Metzinger believes that our mind stores only a distorted version of itself, a “phenomenological self,” seeing the world through a window, but not able to see a window. By confusing the concept of “self” with a real “self”, we are trying to achieve coherence, but as a result we accept that we act like one person on Tuesday, a slightly different version of this person on Wednesday, and God knows what awaits us by the weekend.

Metzinger says that our flimsy designs of "ourselves" are based on a central principle. “There is a fear management theory that claims that many cultural advances are just attempts to cope with the fear that appears when we are aware of our mortality,” he says. “The realization that you will die creates an overwhelming conflict in our model of self.” Sometimes I call it a cleft or a rift, a deep existential wound inflicted on us by this awareness - all my deep emotional structures say that this should not happen, and my model tells me that this should happen. ”

Our "I" is determined by our hints of mortality. She separates us from nothing. It is not surprising that we enjoy being inside our personalities. And now we have an ideal environment for this. MIT psychologist Sheri Turkle [Sherry Turkle], author of “Second Me: Computers and the Human Spirit” [The Second Self: Computers and the Human Spirit] calls the social network “identification technology”. “You can be that. You may have such friends. You may have these connections. “You can have this love, this confession, followers, people who want to be with you,” she says. “People need this connection.” And often they become online chameleons to get it.

And for professionals of this business spotlights burn brightly as never before.

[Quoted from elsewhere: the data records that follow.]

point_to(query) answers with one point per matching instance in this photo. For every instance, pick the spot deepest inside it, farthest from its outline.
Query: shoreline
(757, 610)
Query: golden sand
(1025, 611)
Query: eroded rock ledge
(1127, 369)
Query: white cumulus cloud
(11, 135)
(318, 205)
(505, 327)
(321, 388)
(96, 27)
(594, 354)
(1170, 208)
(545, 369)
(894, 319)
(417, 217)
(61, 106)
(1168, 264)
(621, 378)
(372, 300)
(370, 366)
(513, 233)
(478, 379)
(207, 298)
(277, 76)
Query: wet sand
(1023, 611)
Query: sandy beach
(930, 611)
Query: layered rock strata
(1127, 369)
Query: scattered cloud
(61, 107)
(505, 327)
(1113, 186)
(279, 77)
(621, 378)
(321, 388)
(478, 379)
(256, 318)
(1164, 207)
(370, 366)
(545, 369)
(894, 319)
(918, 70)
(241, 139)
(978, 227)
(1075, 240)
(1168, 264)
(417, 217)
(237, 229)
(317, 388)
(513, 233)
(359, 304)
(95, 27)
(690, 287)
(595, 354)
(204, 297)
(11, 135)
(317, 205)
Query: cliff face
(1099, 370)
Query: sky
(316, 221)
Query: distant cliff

As the famous New Yorker cartoon says, “nobody knows you're a dog.” Take a fictitious name, add a “Ph.D.” in a self-published book, or simply write blogs pretending to be an expert — such digital impostors thrive on the Web. You do not really believe these beautiful photos from Facebook?

Each of us is a drawing of a cubist, not having one portrait for himself. Not surprisingly, we are drawn to those who look so confident in themselves and who they are. These insidious artists offer us such self-portraits, which seem comparable in skill with Rembrandt. Ferdinand Demar. Frank Abagnale Leonard Zelig. And you? Who are you trying to fool?